Let's go one more step further with the data model. Many people can stop here with their user requirements but there is one more common scenario. I want a single login to access multiple company environments. The first instance of this I can think of is Stripe. One unified login provides access to different companies.

This is useful for instance if you are building a dev tool that should be configurable in multiple environments. Other systems like a hospital network might have different environments for each location. However, the users should be able to have access to their locations without separate logins.

Luckily this is already supported from the above model! However, we are going to expand on devise helper methods. Adding Devise to our user model gave us the helper method current_user . However, we don't really interact with the user model. This is on purpose.

We can add two helper methods into the controller to help us out.

class AuthenticatedController < ApplicationController
   before_filter :authenticate_user
   
   def current_profile
     @_current_profile ||= Profile.find(cookies[:profile_id])
   end
   
   def current_company
     @_current_company ||= current_profile.company
   end
end

This will give us current_user, current_profile, and current_company. If you looked closely you will note that I am getting the current profile from the cookie (a session would be fine here too).

The profile becomes an important model because it contains which user and which company. By passing the profile around you can gain all the authorization and authentication logic you need.

After a user logs in, we will now need to check to see if they have a current_profile selected. If so we direct them to that companies dashboard. If they don't, we allow them to pick and set the cookie appropriately before directing them. In order to change companies, update the cookie value with the new profile.

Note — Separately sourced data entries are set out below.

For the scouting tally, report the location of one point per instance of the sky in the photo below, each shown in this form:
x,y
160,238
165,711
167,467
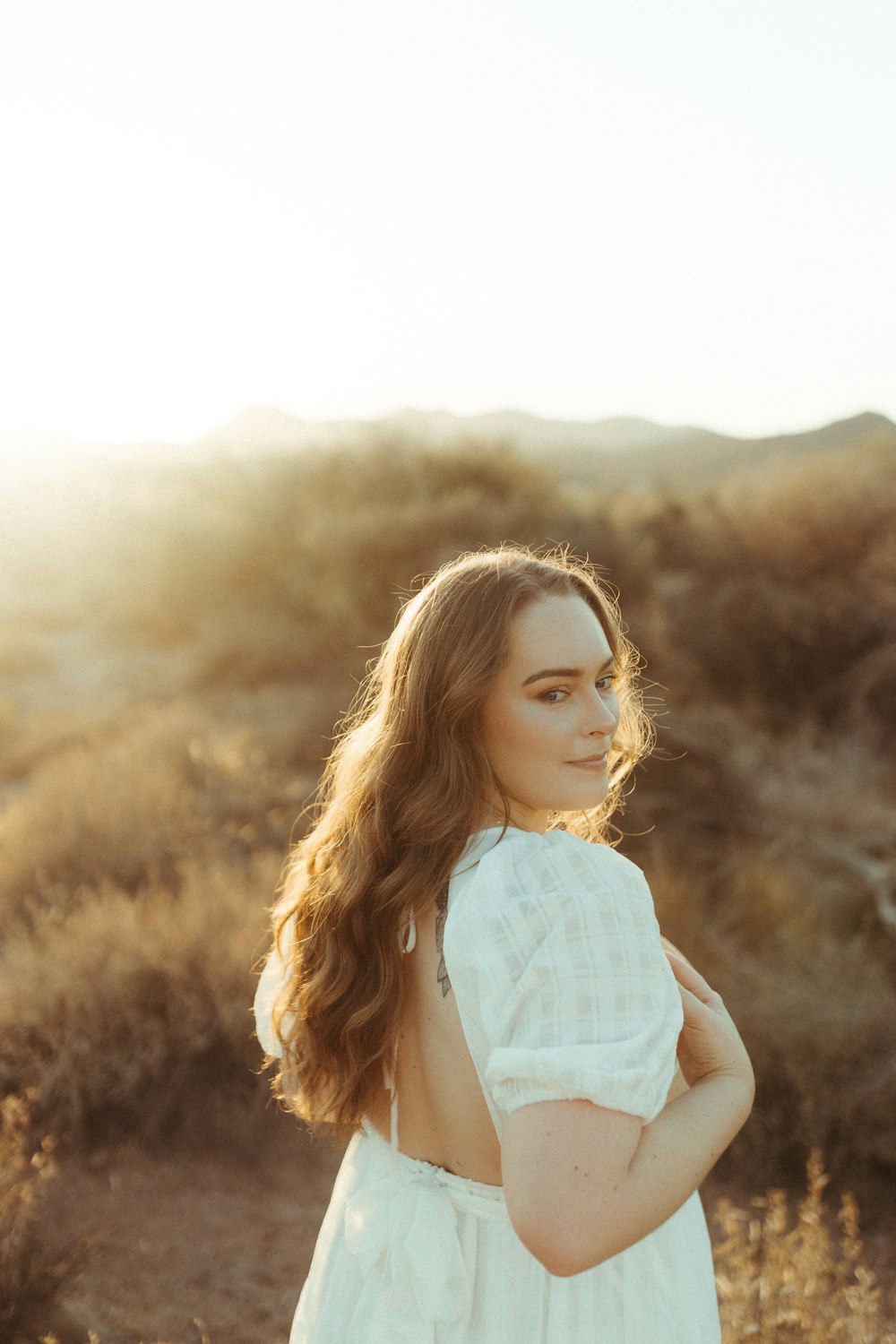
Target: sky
x,y
344,207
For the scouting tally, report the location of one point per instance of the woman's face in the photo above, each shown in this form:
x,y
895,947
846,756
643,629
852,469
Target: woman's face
x,y
552,711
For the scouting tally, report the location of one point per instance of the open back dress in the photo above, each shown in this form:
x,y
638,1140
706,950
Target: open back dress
x,y
563,991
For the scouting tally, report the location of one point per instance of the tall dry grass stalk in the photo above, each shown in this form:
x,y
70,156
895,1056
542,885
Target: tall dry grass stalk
x,y
785,1281
31,1268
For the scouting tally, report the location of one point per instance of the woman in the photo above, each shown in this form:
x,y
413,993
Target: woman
x,y
481,996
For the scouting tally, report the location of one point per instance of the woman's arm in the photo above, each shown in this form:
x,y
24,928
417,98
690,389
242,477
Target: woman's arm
x,y
583,1183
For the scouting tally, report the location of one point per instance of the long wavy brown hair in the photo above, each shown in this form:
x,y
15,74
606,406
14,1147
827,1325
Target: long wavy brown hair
x,y
402,792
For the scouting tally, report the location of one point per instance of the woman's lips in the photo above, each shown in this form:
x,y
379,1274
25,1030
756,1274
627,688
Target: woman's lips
x,y
591,762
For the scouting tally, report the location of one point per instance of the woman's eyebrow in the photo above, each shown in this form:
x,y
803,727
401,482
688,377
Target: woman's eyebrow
x,y
570,672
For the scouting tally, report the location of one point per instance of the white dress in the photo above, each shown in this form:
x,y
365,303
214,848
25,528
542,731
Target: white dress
x,y
554,956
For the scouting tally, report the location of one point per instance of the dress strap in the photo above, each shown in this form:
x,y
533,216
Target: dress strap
x,y
409,940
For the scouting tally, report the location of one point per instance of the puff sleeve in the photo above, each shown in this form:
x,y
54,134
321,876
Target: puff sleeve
x,y
554,953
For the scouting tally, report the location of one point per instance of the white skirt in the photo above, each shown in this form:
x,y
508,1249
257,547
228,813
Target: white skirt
x,y
411,1254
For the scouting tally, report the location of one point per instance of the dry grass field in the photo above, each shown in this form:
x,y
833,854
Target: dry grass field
x,y
168,688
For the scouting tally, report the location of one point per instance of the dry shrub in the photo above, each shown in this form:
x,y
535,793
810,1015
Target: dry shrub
x,y
32,1269
121,808
782,1284
132,1015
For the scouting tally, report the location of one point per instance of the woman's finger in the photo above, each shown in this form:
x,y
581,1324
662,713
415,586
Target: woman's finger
x,y
689,978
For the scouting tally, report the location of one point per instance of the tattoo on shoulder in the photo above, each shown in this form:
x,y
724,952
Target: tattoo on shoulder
x,y
441,916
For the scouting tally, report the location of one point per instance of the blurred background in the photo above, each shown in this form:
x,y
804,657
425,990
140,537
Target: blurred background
x,y
298,303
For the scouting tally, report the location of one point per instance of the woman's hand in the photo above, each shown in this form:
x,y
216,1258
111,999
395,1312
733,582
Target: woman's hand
x,y
710,1043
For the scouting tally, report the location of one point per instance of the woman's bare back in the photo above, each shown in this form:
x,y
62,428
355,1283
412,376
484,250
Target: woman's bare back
x,y
443,1113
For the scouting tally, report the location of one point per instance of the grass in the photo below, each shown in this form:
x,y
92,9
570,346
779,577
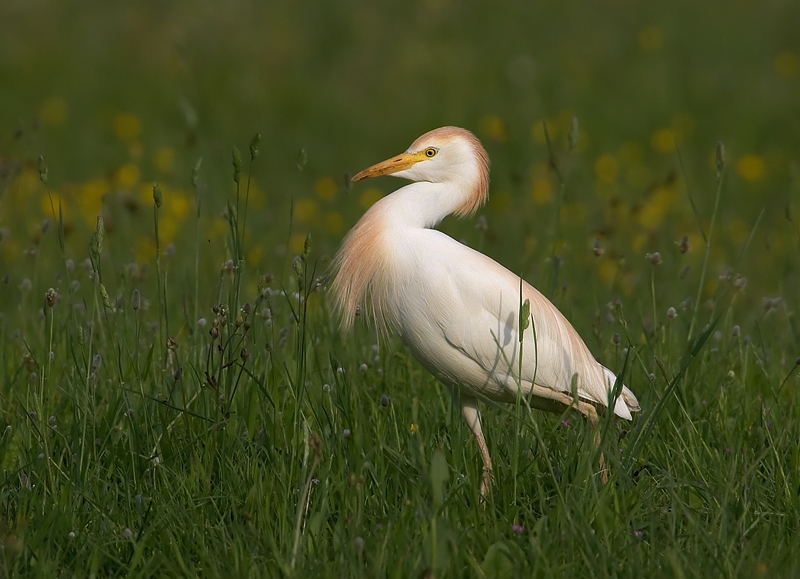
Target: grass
x,y
182,403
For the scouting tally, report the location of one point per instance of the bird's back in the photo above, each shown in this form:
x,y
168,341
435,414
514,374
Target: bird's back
x,y
458,311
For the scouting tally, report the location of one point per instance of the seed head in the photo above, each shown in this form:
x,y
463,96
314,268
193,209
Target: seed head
x,y
236,158
720,157
254,146
196,172
104,295
574,131
158,197
50,297
302,159
42,170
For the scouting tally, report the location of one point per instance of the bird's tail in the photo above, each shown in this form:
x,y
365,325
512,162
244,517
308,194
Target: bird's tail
x,y
627,402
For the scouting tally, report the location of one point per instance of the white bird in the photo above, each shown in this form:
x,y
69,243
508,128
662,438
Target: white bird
x,y
457,310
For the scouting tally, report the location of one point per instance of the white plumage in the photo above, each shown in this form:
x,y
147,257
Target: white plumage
x,y
456,309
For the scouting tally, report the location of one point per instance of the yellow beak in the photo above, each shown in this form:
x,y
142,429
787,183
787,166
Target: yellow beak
x,y
399,163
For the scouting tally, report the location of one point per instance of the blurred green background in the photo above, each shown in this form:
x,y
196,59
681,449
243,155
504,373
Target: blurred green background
x,y
118,95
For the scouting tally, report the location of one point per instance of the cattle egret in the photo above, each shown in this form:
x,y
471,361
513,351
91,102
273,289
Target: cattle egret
x,y
457,310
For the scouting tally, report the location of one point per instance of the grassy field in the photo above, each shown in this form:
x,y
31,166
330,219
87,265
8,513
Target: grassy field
x,y
175,397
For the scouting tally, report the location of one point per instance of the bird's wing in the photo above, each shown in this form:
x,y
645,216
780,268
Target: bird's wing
x,y
489,335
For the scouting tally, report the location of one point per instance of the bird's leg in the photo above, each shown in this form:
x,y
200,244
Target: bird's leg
x,y
590,413
469,410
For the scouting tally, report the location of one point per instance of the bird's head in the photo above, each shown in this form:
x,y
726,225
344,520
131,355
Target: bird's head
x,y
443,155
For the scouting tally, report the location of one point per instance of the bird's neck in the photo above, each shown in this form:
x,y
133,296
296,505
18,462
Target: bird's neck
x,y
421,204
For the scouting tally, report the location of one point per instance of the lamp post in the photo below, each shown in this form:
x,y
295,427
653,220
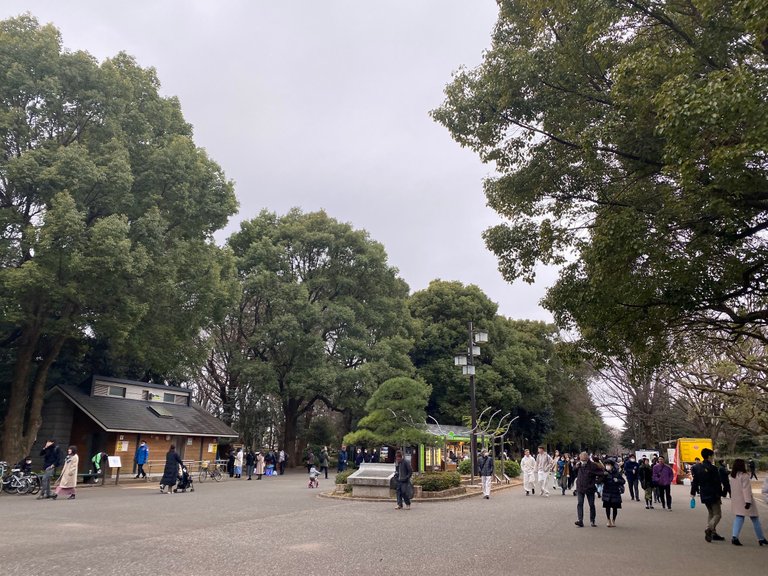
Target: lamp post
x,y
466,361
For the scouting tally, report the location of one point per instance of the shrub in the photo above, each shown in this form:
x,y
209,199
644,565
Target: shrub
x,y
341,477
437,481
511,467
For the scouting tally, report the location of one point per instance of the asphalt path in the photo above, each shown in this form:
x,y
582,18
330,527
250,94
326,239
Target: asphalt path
x,y
278,525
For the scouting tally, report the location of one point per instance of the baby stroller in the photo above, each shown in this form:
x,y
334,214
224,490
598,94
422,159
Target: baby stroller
x,y
185,481
314,474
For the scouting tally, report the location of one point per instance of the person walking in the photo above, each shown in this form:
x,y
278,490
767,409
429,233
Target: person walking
x,y
705,480
528,466
250,461
171,470
563,472
239,463
662,479
587,475
324,461
67,483
742,503
723,471
752,470
630,471
403,473
141,457
543,468
645,475
231,464
342,463
52,459
485,471
259,465
613,486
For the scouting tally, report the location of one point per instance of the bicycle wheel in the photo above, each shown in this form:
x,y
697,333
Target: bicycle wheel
x,y
34,484
21,486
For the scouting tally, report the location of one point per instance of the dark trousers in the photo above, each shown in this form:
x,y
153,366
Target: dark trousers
x,y
590,496
634,493
665,495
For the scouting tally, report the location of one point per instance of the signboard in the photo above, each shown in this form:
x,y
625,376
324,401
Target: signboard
x,y
690,448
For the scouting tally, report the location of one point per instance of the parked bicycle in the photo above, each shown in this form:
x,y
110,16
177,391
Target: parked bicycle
x,y
208,470
13,482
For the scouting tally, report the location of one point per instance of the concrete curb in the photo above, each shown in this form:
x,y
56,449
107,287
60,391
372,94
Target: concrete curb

But doesn't this mean I am duplicating data since email is now on every profile? Not quite. By structuring the model this way you pick up some features for free. Each company can have their own notification email. If you work for company A, you would not want to get alerts on company B's email system. This could be a tragic GDPR violation!

In addition, each company can configure their own profile information. Perhaps an employee picked up a nickname that is used in one company and not others. It is quite easy to customize details now on a per company level.

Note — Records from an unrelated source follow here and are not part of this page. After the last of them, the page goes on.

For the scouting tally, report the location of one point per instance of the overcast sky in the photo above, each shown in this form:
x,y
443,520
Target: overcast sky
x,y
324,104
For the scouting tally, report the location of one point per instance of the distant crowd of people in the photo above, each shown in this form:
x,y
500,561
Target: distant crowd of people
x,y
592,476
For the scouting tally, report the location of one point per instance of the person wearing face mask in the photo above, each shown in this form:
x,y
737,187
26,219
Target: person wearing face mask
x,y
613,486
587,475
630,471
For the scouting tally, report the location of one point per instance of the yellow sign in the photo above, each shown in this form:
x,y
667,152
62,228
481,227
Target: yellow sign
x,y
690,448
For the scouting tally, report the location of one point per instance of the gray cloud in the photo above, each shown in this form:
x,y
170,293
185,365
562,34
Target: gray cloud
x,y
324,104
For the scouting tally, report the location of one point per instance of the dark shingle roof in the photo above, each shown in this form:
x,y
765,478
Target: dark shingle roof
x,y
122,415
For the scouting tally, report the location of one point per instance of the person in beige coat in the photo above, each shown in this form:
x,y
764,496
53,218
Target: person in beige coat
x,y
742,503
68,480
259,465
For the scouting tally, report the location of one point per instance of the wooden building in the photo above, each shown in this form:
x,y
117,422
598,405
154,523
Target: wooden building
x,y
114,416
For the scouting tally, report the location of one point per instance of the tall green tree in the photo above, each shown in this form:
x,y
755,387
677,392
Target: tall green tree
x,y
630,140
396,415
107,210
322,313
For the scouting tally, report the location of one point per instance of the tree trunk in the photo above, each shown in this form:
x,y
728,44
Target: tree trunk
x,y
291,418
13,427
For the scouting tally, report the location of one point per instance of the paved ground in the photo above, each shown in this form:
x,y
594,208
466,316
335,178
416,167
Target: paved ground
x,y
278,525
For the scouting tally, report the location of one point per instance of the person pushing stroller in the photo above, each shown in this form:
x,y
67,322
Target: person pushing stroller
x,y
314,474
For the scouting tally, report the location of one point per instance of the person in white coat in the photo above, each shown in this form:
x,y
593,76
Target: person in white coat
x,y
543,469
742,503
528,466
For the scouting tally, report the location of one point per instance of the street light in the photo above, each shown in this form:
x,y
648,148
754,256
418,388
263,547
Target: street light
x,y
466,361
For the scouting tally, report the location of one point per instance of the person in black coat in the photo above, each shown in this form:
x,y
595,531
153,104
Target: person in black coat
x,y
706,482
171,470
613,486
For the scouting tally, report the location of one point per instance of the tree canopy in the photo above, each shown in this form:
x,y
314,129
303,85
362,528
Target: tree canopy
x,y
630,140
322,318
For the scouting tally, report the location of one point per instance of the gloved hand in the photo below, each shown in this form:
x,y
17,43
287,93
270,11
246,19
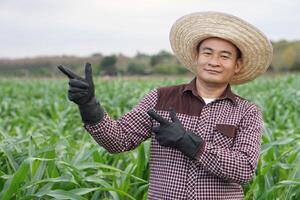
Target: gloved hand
x,y
173,134
82,92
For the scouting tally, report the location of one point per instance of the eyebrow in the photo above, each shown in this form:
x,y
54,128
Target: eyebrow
x,y
210,49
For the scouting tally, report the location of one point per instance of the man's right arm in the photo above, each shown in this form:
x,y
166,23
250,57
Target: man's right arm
x,y
127,132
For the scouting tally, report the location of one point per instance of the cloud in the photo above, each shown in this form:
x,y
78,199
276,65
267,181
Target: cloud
x,y
84,27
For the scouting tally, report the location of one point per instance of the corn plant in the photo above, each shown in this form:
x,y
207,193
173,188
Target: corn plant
x,y
45,153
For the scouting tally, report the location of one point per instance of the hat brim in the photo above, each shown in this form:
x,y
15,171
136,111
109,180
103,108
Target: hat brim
x,y
188,31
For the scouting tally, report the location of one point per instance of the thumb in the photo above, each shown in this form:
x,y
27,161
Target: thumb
x,y
173,116
88,73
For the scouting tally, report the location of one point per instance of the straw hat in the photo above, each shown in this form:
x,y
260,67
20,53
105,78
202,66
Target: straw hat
x,y
189,30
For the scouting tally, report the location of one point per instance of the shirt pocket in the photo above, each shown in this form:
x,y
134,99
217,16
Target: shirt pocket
x,y
224,135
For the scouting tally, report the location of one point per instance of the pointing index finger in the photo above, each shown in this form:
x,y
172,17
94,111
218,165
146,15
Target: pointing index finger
x,y
67,72
157,117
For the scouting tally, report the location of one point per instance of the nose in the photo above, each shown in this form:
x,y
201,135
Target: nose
x,y
214,61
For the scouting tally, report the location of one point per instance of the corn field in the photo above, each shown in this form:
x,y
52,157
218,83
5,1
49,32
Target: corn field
x,y
45,153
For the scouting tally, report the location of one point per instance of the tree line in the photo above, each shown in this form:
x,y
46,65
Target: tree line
x,y
286,58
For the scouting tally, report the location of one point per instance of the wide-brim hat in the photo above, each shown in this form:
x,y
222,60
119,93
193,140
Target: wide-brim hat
x,y
188,31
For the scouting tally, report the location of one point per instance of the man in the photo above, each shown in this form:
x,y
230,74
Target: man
x,y
205,139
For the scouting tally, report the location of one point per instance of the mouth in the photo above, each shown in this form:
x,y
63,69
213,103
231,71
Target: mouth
x,y
211,71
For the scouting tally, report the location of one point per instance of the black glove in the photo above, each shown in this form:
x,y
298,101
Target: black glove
x,y
173,134
82,92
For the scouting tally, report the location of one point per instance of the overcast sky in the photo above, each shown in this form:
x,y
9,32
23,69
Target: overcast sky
x,y
77,27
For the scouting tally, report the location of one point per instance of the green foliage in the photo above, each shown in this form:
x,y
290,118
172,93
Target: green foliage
x,y
108,65
45,153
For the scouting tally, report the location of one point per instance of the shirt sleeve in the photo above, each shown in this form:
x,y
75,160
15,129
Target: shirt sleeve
x,y
239,162
127,132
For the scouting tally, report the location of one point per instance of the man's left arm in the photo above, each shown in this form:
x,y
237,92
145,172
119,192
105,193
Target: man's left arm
x,y
239,162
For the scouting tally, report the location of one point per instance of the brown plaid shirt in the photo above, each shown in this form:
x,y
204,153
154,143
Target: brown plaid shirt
x,y
230,125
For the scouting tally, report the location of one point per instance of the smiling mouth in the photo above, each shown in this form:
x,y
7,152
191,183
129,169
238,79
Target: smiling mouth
x,y
212,71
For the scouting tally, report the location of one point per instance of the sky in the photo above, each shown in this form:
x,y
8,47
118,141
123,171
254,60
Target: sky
x,y
31,28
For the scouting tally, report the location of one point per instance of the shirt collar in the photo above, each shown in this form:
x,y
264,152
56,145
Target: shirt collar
x,y
227,94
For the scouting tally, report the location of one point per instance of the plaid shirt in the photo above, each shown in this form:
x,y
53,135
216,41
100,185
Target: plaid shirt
x,y
230,126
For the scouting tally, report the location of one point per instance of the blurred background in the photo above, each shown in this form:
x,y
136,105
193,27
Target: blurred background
x,y
45,153
126,37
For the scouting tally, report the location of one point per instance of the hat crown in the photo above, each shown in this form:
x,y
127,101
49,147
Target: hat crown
x,y
189,30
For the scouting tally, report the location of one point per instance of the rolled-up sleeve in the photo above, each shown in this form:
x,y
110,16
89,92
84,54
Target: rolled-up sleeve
x,y
127,132
239,162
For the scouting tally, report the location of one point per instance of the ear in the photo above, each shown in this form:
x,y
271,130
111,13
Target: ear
x,y
238,66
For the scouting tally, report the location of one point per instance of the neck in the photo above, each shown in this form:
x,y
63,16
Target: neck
x,y
207,90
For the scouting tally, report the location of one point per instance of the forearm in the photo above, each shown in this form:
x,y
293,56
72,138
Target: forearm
x,y
127,132
226,163
119,135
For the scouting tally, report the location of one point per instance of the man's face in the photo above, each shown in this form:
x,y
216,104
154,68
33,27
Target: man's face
x,y
217,61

How do we know who made what?

One problem we run into now is tracking which companies were created by which profile. In order to do this, let's add a new model called Account. An account contains all the companies created by a specific user under it. It is the highest level model in the system and all other user based models will be a child of it.  

We can visually see how ultimately, everything revolves around an Account. Our account links together all the companies one person creates in their dashboard. In a future post we are going to use the Account as the base model for payments.

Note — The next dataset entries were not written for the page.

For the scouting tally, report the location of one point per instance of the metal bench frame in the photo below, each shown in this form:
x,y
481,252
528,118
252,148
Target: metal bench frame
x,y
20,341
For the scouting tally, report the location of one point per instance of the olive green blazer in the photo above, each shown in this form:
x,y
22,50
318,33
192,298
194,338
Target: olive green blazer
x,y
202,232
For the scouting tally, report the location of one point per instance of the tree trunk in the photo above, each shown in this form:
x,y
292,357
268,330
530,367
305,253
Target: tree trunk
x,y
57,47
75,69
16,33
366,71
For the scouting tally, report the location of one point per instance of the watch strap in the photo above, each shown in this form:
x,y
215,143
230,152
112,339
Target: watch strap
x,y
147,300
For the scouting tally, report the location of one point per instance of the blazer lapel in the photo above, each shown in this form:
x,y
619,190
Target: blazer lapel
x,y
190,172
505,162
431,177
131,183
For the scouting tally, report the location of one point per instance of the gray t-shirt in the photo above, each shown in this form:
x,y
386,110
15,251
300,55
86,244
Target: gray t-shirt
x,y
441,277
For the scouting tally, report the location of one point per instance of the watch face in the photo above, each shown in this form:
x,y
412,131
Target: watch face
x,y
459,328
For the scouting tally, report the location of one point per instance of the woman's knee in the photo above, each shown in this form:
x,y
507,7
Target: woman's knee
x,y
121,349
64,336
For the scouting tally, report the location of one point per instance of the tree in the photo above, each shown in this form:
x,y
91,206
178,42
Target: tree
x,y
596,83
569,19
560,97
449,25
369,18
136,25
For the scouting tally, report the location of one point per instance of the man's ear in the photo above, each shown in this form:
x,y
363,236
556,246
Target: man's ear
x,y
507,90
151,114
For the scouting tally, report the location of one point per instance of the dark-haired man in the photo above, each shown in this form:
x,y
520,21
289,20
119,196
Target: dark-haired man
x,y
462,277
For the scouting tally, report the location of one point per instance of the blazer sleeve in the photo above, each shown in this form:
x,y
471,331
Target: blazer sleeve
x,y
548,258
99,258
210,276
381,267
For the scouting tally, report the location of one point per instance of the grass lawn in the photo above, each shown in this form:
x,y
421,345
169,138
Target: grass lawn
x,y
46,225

You could potentially use the company as the basis for payments depending on your requirements. If each company needs to submit payments individually it could make sense to use Company as the base. If you want a unified billing system where a single payment is provided for multiple companies, the Account model makes sense. Either way, once you choose a route, provide documentation to your support teams on why and what is possible with accounts.

Conclusion

When you have a single user model, it becomes common to increasingly overload it because it is the only model which is convenient to add relations to. At the very least, in the beginning split the login and profile models to support any possible login system in the future. Otherwise by the time the features become required, they are going to take extensive, time consuming and risky data migrations. In the worst case, you add an hour or two of dev time, in the best case you will save weeks.